Christopher Kane, the wunderkind of British fashion, has thusfar refrained from showing his collections for Versus on a formal catwalk. Oh, he's come close - the past two seasons we had moving models, the one before static girls modelling his jewel-coloured slip dresses for the very young and not-necessarily-very rich - but in a schedule filled with big-budget bombastic shows for inspiration-light diffusion ranges, Kane sensibly eschewed adding another until the time was right. Perhaps that was to mark his offering out - after all, Versus is the only second line in Milan created by an outside hand rather than the eponymous designer themselves (or rather their extended design team).
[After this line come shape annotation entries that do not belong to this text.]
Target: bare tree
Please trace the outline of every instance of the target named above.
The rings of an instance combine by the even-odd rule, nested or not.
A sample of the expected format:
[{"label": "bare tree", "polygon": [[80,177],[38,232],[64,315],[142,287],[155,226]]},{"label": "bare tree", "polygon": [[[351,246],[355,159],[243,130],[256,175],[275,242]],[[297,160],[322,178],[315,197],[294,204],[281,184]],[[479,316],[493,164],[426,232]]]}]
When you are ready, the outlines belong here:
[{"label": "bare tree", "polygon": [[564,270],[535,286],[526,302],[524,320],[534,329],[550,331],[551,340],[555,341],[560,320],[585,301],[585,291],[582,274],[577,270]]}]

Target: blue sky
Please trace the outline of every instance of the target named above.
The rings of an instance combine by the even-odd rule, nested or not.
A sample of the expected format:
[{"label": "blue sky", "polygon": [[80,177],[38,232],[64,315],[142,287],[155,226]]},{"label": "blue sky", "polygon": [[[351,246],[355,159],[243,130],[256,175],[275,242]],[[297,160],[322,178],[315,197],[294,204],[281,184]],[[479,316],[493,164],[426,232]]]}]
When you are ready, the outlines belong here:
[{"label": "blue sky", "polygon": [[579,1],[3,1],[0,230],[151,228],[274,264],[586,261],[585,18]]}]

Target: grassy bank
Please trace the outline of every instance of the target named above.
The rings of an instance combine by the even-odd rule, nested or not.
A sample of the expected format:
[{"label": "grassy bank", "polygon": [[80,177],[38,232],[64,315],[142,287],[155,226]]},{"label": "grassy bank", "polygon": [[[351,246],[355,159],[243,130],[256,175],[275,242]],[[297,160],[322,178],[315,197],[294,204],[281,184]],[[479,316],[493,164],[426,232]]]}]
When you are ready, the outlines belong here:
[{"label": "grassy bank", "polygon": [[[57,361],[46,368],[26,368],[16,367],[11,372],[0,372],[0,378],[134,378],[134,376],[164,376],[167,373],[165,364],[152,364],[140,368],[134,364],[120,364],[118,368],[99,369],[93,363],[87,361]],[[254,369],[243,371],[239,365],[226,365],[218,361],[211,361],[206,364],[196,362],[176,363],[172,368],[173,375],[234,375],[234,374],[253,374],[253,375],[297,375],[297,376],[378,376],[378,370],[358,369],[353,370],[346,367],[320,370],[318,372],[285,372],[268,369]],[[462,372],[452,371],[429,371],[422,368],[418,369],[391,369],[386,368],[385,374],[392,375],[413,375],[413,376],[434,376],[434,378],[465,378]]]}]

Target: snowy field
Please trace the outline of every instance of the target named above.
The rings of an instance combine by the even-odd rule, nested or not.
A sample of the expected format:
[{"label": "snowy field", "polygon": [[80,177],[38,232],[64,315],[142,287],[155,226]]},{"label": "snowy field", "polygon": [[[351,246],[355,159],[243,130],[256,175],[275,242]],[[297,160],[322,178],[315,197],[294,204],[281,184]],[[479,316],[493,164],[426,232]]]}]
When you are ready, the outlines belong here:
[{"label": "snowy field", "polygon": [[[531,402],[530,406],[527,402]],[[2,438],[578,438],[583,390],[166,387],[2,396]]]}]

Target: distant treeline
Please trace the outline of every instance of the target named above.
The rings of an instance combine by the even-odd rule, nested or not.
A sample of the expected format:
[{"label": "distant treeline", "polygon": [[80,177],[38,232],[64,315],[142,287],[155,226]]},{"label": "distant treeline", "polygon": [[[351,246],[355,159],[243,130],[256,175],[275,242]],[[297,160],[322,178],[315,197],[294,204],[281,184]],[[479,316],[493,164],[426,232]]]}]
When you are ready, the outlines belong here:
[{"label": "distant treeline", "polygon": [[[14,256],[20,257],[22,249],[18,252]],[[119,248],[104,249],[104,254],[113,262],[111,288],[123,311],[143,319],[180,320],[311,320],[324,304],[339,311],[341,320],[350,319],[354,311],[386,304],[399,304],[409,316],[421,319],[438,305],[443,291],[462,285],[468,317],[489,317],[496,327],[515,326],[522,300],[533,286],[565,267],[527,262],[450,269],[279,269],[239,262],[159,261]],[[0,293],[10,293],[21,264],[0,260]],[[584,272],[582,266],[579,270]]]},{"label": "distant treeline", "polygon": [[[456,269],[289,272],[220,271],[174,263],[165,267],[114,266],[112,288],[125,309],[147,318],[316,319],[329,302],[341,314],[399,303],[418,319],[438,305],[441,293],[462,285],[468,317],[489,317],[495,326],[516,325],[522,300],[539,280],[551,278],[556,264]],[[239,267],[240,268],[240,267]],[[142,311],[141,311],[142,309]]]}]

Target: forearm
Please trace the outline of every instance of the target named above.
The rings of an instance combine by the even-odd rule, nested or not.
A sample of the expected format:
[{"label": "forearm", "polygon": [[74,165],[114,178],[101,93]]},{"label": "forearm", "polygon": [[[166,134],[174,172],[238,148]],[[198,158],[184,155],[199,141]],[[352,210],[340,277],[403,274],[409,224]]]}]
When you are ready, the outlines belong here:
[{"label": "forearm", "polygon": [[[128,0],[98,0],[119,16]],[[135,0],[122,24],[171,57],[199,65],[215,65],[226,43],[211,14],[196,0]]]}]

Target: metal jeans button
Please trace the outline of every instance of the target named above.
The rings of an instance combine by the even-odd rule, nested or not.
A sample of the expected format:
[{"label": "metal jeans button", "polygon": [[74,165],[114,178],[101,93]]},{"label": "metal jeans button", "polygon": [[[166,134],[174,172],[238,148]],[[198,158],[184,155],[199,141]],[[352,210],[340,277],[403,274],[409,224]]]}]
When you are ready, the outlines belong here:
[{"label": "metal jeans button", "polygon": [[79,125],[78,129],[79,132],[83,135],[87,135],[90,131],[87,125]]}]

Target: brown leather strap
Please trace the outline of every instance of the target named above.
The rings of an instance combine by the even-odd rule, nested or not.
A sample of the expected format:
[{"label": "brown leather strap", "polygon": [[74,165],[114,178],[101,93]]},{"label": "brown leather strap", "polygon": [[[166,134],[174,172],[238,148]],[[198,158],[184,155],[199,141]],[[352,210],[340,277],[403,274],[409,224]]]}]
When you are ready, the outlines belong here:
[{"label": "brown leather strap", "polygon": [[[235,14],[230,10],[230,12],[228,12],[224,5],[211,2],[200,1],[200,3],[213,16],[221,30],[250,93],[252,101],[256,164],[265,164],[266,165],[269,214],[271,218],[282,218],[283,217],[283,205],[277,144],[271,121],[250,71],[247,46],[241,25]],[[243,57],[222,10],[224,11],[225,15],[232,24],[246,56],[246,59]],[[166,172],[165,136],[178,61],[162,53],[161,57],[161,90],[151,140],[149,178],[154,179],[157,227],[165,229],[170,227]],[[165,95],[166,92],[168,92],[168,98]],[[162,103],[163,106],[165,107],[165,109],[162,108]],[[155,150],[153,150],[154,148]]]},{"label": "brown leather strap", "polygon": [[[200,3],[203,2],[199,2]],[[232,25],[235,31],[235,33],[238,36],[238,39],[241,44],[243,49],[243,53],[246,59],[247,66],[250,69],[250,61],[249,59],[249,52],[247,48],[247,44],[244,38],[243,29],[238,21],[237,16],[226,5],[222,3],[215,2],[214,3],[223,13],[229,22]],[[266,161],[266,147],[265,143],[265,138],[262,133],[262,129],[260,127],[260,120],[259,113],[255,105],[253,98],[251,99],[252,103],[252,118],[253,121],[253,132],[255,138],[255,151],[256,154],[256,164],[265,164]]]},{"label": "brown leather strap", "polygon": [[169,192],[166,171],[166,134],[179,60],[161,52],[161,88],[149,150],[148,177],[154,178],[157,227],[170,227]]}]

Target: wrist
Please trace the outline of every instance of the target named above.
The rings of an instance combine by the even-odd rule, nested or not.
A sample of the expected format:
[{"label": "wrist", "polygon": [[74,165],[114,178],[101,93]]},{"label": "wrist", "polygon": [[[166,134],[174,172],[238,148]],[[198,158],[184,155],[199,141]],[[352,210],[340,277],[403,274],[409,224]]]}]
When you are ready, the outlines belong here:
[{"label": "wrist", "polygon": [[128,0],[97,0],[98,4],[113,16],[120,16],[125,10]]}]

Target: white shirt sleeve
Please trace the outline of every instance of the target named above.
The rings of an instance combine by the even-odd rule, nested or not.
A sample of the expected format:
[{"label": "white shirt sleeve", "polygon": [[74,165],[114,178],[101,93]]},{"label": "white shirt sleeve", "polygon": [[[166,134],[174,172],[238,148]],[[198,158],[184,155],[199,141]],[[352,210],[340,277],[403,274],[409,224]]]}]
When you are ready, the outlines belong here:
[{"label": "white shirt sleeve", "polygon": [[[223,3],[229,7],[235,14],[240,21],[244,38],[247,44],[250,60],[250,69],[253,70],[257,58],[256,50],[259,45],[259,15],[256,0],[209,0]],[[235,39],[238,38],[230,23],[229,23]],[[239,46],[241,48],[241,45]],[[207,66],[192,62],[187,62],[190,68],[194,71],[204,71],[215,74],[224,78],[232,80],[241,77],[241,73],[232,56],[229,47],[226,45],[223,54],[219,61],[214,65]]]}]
If Kane reasoned the time was right now, he was bang on the money - not only in terms of his popularity with the press (he's just received the British Vogue Designer Fashion Fund as a financial seal of their approval), but evidently in creative terms. The collection he showed today was cool, calm and sophisticated - maybe a little too sophisticated for some palettes, with its strict lines, firm tailoring and sly slant of sex in sliced-out, spliced-in semi-transparent corsets. Those were the big motif for the first half of the show, with everything from short cocktail dresses to otherwise-sombre A-line coats chopped in half like an unlucky magician's assistant and then reconnected with boned chiffon panels.
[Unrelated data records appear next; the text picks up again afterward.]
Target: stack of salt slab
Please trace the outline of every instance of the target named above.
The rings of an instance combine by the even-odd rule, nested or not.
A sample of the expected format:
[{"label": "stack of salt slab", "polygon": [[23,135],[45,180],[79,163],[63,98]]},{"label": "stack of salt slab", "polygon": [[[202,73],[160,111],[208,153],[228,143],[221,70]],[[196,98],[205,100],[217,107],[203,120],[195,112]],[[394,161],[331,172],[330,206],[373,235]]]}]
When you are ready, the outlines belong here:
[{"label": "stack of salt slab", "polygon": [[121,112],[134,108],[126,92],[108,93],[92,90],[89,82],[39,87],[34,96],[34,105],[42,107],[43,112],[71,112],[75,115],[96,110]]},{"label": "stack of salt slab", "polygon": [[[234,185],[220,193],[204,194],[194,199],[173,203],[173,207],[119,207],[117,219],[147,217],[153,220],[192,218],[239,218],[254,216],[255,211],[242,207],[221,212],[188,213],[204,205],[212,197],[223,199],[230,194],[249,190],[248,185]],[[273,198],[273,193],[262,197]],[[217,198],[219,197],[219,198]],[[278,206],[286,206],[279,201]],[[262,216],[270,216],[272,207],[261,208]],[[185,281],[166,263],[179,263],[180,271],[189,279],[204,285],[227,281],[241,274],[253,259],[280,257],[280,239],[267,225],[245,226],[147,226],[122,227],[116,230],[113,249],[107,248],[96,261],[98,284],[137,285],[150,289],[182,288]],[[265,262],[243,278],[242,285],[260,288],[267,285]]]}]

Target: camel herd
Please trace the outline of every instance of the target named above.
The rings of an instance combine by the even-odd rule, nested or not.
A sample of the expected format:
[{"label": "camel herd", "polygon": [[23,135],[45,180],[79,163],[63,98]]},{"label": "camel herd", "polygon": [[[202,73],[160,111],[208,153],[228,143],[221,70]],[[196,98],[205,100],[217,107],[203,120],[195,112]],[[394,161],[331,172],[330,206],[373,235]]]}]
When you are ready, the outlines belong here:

It was a neat aesthetic motif, harking back to Gianni's twin loves of love of construction and seduction. His third love, of course, was a bit of sparkle - Kane covered that too, in metallic-flecked shoes, silver-painted fabrics and strips of diamante running up and down those corset bones. Continuing the theme, Kane sprayed glitter across his garments, in whirling vortex patterns which again have their roots in the seemingly endless Versace archives. They seem endless in part because of Kane's boundless talent for reinventing them, in this instance distorted checkerboards of glitter and matte spiralling across garments like a fusion of Bridget Riley's Op Art canvasses and Art Deco marquetry. Versace may have co-opted them in the eighties, but that mix is basic Sixties meets Twenties, in case you don't know your art history, and hence just what fashion's feeling for next season.
If the catwalk is the litmus test of a designer's credentials, Kane's Versus passed with flying colours - even though colour is the one thing Kane kept out of the equation, focussing on black alongside that restricted palette of metallics. This collection was just young enough, just fashion enough, and plenty inventive enough, to satisfy all demands made of his talent. Given the right price-points for those glitter-spewed frocks, the only problem facing Kane and Versus come winter will be the no-doubt endless demands of retailers to get enough, fast enough.